Declines in passenger numbers at Myrtle Beach International Airport continued in August with another double-digit percentage drop, but airport officials said Wednesday that the trend isn’t a reflection on demand for flying to the Grand Strand.
Cutbacks by carriers -- especially Spirit Airlines, which carries about half of the passengers at the airport each year -- have left Myrtle Beach with fewer seats to fill, airport officials said. Though the number of passengers have dropped, planes flying out of Myrtle Beach are fuller than the national average, officials said.
“We still sell seats,” said Mike La Pier, Horry County’s airports director. “This is not a market problem. This is still a destination people want to come to. This is a simple supply and demand issue.”
Traffic at the airport, which is amid a $118 million expansion, has dropped every month this year, except one, including 20 percent drops during the summer months. Airport officials say they are stepping up efforts to pitch Myrtle Beach to airlines and keep service here. Officials predict that the seat capacity might improve by next spring as the economy gets better and the aviation industry woes shake out.
“We are going to keep selling our brand, working with our partners,” said Kirk Lovell, the airport’s marketing manager who is in charge of air service development. “There is a lot of volatility in the industry right now. We are definitely feeling the pinch.”
Because Spirit carries half the passengers out of Myrtle Beach each year, any shifts in its service is easily felt on the overall numbers, La Pier said. Spirit has been shifting its planes, with about 25 of the airports it serves losing seats as a result, Lovell said.
“They are the big fish in our pond here,” La Pier said. “That has an impact on us.”
Spirit spokeswoman Misty Pinson said earlier this summer that the airline had changed some routes in Myrtle Beach, but that the carrier remained committed here.
In August, the number of passengers flying out of the Myrtle Beach airport was off about 16 percent compared to the same month last year, airport officials said. They said a detailed breakdown of August traffic wasn’t yet ready to release Wednesday.
Through July this year, about 437,090 passengers flew out of the airport, a pace that falls well short of the previous two record breaking years in 2010 and 2011 when more than 800,000 passengers flew out of the airport each year.
Officials have blamed the ongoing declines on the loss of Myrtle Beach-based Direct Air, which abruptly stopped flying in March and filed for bankruptcy, and cutbacks on carriers.
But some passengers say ticket prices also are hurting the Myrtle Beach airport, with many of them flying out of Charleston or Wilmington, N.C., instead of Myrtle Beach because it’s cheaper.
“The problem is the cost,” said Joi Stephenson of Surfside Beach, who regularly drives two hours to Charleston to fly to Ohio.

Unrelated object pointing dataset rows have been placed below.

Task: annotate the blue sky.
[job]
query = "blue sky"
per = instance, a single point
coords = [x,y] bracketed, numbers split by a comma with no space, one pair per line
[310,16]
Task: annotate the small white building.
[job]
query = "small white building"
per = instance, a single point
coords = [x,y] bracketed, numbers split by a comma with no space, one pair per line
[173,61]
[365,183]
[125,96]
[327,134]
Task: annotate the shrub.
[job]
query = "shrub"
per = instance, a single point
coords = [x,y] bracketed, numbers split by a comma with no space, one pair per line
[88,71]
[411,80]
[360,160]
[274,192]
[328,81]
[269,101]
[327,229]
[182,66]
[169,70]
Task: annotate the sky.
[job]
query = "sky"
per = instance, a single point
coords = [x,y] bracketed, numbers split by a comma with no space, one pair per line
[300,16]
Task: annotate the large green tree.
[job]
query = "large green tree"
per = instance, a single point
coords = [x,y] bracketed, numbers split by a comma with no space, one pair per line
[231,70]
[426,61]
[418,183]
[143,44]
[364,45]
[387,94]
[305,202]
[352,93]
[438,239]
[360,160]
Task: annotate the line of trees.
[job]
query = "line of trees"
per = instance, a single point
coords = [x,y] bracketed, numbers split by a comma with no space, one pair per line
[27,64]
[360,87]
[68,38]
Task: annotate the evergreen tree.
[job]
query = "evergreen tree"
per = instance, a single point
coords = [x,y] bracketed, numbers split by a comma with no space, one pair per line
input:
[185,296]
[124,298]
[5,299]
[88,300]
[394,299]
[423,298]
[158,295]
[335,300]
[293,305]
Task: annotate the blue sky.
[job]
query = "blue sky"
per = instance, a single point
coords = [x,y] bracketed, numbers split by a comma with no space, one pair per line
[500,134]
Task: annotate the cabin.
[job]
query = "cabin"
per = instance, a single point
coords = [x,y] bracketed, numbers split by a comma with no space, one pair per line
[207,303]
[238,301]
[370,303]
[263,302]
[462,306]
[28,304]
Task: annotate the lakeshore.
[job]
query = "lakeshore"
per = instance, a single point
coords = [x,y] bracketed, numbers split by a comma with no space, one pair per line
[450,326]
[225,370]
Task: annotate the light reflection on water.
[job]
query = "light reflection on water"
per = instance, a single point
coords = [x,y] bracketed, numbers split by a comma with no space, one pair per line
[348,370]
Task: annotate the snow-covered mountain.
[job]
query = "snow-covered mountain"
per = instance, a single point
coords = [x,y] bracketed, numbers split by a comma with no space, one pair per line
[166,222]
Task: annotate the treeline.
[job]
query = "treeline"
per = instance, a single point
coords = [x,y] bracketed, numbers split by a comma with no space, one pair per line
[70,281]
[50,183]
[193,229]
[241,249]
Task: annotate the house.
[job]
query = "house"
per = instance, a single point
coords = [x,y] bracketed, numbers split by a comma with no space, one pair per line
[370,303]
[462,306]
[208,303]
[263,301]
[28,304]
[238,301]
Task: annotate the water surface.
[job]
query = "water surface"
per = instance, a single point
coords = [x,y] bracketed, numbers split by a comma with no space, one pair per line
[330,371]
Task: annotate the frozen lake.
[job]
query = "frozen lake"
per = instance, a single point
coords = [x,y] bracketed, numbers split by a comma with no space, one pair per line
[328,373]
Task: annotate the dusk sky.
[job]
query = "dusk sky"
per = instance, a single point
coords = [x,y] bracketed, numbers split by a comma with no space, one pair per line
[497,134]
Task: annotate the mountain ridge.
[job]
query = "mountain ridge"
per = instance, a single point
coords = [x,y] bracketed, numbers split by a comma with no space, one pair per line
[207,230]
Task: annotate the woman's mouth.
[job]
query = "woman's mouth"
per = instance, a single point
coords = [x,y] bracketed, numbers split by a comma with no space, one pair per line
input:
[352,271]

Her visiting relatives also fly to Charleston then drive north to Surfside Beach because Charleston not only is cheaper but has direct flights that Myrtle Beach doesn’t have, she said.
“It’s not only inconvenient [to fly out of Myrtle Beach], it’s not cost worthy,” Stephenson said.
Despite the passenger declines, airport and Horry County officials say the $118 million expansion that is underway adding more gates, restaurants and parking is still needed to meet future growth and give the cramped airport more room. The first flights are expected to fly out of the new terminal in February.
Stephenson said she hoped the expanded airport would bring in more carriers and discounted ticket prices.
“I had high hopes,” she said.
On Wednesday, passengers out of Charleston got some good news when low-cost carrier JetBlue announced it would start flying three flights daily from Charleston -- two to JFK International in New York and one to Logan International in Boston. The flights start in February. Officials said the additional flights will mean another 100,000 seats a year for Charleston, according to The Associated Press.